とはいえ、レムリアの民と魔族は、七柱によって本能レベルで争い合うように作られている……そうなれば、どの道共存の道はあり得なかったはずだ。その時のブラッドベリは七柱に仕組まれていることまでは知らなかったはずだが、事の本質は理解していたのだろう……それ故にブラッドベリはナナセの提案を拒み、同時にレムリアの民を護るため、勇者ナナセ・ユメノは魔王に剣を向けた」
自分の言葉に、セブンスはまた悲し気に視線を伏せた。同じく七柱の掌で踊らされている者同士、争わなければならなかったことに心を痛めているのか――いや、単純に戦わなければならなかったという事実が悲しいのだろう。
「……激戦の末、我々は魔王に勝利した。そしてブラッドベリは、自らが封印されている間は……もしナナセが魔族を救えるというのなら頼むと、そう言い残して封印された。ナナセも、魔族が世界に受け入れられるように七柱に頼んでみると……ブラッドベリに約束したんだ。そして……」
「ナナセの願いが受け入れられることは無かった。それどころか、夢野七瀬は七柱の創造神に亡き者にされた……ですよね」
この先は話すのを止めようか、そう想っていた矢先にセブンスに先手を打たれてしまう。ナナセもそうだったが、セブンスは普段はお茶らけていて鈍いのに、妙な所で勘が鋭い――こちらが話をはぐらかすのを見越して、こちらの退路を塞いで来たのだ。
セブンスは真剣な面持ちで、こちらをじっと見つめている。その先こそ知りたいのだという気持ちが表情に現れているようだ。こちらとしては、話さないという選択肢もあるのだが――話したくもないのだが――どうやら話すまで納得もしてくれなさそうだ。
セブンス、ナナセのクローン、それが自分の内側の深い部分に踏み込んで来ようとしている。この先を思い出すことが自分にとっては重荷であるものの、彼女の視線自体は不快ではない。

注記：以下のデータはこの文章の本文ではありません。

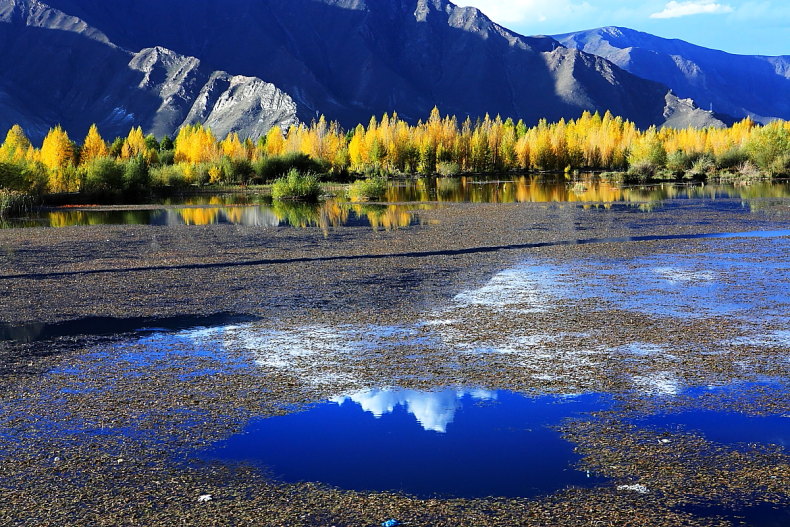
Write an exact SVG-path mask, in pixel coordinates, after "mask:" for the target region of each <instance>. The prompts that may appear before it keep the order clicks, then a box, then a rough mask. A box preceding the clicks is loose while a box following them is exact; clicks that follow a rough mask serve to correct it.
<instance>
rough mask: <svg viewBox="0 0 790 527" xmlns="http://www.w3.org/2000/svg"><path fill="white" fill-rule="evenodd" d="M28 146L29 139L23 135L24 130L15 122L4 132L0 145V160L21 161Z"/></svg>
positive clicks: (23, 133)
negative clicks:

ここで話をはぐらかしたとしても、聞き出すまで自分に付きまとって来るだろう。それならば――こちらも覚悟を決め、自分の中にある最もおぞましい記憶を言葉として紡ぐことにする。
「……ナナセは、元の世界に戻る決断をした。帰る場所など無いのにな。だが、そんなことはナナセも私も知らなかった……だから、私は元の世界へ帰ろうとするナナセを見送るために海と月の塔へと着いて行った。本来なら勇者しか立ち入りできないのだが、無理を言って最後まで付き従ったのだ。

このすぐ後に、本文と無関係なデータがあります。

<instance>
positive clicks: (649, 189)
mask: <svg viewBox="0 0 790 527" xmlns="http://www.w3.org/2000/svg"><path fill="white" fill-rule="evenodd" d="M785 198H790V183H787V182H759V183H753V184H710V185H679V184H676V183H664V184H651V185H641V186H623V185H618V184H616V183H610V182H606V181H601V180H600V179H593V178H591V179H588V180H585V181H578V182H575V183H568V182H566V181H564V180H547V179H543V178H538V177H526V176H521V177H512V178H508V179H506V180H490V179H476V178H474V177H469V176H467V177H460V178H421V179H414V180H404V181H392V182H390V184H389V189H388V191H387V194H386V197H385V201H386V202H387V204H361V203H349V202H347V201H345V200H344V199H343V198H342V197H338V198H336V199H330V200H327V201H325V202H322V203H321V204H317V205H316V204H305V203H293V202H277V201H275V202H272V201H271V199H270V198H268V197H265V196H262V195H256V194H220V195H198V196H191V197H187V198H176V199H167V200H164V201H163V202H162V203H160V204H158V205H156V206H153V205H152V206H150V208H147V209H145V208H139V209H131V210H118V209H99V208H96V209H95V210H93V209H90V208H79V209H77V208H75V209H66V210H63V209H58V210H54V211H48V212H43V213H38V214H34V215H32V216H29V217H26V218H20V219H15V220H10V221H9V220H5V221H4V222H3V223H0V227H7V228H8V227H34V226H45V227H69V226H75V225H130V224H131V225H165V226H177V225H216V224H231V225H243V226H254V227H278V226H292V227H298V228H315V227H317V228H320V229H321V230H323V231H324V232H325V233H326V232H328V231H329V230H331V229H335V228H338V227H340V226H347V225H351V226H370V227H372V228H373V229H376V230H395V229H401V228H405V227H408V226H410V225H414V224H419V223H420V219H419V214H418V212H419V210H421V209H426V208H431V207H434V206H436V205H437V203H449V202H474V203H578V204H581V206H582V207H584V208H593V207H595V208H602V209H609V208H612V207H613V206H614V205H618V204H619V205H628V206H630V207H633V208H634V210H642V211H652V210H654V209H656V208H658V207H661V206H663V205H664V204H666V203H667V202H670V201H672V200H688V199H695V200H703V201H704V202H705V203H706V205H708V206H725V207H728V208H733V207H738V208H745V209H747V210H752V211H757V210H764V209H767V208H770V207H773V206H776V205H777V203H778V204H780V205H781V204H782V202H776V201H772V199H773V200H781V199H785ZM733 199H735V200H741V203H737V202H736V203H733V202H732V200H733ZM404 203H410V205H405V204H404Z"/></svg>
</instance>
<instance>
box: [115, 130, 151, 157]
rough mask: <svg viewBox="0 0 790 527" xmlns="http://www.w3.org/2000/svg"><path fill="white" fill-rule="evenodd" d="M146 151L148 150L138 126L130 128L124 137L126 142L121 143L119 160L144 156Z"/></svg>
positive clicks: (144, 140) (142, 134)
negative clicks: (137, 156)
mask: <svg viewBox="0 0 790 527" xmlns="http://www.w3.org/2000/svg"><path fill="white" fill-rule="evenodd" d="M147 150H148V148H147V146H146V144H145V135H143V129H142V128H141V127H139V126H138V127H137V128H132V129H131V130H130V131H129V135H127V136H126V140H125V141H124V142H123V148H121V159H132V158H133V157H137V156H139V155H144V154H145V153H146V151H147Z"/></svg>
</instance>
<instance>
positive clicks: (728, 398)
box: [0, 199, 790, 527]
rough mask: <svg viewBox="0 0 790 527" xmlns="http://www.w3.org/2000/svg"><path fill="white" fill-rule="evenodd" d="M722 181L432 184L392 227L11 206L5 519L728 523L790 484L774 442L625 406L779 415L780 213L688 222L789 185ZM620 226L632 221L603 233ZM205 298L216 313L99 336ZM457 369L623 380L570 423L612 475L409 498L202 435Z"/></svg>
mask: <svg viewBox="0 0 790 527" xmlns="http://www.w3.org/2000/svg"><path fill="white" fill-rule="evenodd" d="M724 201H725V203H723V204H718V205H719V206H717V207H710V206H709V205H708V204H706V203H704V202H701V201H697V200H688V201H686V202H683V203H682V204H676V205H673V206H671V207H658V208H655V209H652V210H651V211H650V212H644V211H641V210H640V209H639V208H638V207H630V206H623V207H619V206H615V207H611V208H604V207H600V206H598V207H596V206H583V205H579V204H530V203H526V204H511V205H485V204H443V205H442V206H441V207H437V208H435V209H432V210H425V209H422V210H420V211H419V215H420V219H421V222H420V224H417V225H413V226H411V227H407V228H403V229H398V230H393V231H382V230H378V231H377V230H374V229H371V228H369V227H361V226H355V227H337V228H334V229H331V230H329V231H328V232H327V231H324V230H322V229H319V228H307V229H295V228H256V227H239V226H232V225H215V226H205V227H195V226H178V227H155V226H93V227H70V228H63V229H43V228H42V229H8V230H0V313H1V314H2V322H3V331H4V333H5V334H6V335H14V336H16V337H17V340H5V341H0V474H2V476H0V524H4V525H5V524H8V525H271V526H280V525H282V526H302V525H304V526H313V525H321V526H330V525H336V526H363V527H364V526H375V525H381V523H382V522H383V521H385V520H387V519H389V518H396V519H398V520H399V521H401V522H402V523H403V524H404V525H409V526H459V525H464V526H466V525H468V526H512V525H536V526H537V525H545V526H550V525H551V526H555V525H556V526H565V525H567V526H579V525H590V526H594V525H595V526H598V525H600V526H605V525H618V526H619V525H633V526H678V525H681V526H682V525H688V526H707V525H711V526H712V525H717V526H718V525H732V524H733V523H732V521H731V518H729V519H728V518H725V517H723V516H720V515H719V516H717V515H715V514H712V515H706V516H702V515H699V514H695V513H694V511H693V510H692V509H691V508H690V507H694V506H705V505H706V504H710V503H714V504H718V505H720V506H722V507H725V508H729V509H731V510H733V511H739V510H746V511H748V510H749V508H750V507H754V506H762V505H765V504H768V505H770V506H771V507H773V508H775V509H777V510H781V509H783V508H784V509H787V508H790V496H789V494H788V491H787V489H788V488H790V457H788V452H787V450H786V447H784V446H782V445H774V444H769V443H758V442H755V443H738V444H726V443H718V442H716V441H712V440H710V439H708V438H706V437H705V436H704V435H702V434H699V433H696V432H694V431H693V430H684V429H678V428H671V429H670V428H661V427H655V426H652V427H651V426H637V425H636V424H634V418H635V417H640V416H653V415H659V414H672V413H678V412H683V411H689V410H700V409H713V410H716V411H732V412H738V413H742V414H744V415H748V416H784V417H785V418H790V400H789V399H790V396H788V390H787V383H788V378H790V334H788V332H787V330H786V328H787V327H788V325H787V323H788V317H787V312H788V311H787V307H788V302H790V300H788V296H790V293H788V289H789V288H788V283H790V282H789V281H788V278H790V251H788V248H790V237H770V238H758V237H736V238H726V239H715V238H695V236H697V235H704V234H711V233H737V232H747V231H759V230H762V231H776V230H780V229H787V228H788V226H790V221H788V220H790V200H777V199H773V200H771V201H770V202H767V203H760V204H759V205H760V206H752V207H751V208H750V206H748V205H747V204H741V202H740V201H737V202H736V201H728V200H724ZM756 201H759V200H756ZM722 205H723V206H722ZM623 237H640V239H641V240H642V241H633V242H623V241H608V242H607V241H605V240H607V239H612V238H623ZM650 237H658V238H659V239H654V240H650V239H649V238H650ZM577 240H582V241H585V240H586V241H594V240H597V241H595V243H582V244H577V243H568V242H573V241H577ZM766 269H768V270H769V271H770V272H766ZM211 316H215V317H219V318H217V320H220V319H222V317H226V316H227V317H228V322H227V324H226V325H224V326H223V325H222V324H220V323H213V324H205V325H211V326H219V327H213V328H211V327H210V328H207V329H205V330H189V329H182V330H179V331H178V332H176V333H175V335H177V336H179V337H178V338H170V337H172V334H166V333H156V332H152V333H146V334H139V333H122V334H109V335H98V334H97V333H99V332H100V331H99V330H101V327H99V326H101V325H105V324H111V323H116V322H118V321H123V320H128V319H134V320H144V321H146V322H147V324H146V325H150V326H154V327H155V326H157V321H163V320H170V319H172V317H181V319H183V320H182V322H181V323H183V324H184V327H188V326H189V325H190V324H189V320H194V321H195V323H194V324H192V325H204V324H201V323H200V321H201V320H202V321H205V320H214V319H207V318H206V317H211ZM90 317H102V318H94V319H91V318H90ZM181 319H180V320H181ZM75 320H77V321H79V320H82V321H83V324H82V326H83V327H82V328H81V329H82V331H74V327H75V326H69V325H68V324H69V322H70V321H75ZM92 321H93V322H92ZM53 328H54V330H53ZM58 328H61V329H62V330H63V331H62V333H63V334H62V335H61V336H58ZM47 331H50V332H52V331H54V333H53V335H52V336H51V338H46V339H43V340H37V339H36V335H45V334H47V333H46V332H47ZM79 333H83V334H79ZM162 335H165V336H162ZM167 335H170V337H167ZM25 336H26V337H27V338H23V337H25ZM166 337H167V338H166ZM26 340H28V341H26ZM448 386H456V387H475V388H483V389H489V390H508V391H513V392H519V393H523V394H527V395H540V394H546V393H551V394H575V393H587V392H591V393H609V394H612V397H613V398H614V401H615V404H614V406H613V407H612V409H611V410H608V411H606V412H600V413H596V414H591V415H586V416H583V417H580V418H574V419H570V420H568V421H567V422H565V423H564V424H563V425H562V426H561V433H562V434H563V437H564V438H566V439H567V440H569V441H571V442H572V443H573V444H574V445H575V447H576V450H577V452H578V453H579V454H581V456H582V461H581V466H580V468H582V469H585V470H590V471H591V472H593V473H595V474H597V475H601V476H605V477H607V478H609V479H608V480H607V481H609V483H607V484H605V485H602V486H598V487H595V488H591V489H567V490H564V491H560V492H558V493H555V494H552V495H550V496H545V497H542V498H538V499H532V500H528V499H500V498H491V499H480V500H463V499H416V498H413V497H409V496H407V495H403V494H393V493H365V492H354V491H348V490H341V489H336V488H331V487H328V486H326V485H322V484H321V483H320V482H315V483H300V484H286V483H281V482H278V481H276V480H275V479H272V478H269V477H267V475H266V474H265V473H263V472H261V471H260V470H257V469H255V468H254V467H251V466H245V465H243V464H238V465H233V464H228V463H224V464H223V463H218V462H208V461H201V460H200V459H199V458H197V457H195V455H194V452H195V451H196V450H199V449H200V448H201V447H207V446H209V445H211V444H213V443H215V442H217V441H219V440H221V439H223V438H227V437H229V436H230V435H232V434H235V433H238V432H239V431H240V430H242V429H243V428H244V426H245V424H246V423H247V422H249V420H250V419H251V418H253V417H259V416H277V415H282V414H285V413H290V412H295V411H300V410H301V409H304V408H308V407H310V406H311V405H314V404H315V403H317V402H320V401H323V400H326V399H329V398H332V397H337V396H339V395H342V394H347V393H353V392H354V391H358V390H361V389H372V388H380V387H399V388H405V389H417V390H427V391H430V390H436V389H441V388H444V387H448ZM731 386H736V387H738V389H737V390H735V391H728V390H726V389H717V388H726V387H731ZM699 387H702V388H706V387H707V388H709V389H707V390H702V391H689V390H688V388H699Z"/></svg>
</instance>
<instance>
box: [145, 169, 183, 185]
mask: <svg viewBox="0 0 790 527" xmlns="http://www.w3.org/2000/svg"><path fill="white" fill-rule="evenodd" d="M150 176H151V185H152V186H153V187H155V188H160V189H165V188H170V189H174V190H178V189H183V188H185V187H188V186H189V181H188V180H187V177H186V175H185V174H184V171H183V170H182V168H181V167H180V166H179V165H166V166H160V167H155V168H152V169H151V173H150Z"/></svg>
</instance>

そして最上階に待ち構えていたのは、ルーナとアルジャーノン、それに他の七柱共もホログラムとして鎮座していた。
ナナセは最上階に着くなり、ブラッドベリとの約束を……魔族とレムリアの民の共存を申し入れた。共存が不可能なら、せめて魔族に土地を与えて、人と魔族が互いの生存権を脅かすことなく、永久の停戦ができないかとな。
しかし、七柱共はナナセの意志など聞く気はなかった……そうだろうな、魔王征伐という剪定システムが無ければ、第六世代型アンドロイドの管理コストが上がってしまうのだから……」
話しているうちに、自らの鼓動が速度を増しているのを感じる。目を閉じると、瞼の裏にあの日の光景が鮮烈に蘇ってくる。そう、一日だって思い出さなかった日はない。三百年の間、何度もリフレインした記憶。復讐の虎の行動を動機付ける、忌まわしくも忘れてはならない、彼女との最後の思い出――。

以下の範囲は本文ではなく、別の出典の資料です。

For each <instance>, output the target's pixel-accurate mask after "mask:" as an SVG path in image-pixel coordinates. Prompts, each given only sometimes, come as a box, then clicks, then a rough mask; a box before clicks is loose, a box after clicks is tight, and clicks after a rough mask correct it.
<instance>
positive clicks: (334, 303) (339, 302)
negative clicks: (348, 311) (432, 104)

「いち早く異変に気付いたのはナナセだった。私は、そもそも魔族との共存には最後まで懐疑的だっただけでなく……もちろん、ナナセとの旅を通して、その理想自体は否定すべきものではないと考え始めていたが……そもそも、七柱の創造神たちを疑う脳を持っていなかった。それ故に対応が遅れたのだ。
ことが起こった時には、ナナセは私を庇い……私も無傷では居られなかったが、しかし致命傷は避けることができた。ナナセは、もう手遅れだったが……最後の力で私が逃げられるように聖剣で壁に穴を開け、そして……」
『アナタだけも生き残って、アル……』
彼女の体から吹き出た鮮血の温かさは、まだ頬に残っていると錯覚するほどだ。最後まで私を安心させるべく、重傷を負いながらも笑顔で自分を逃がしてくれたナナセ――この光景が自分の原動力である。ナナセの高潔な願いを無下にし、いともたやすくその命を奪い去った七柱の創造神共――奴らを絶滅させるまで、この身を復讐の刃とすることを誓ったのだ。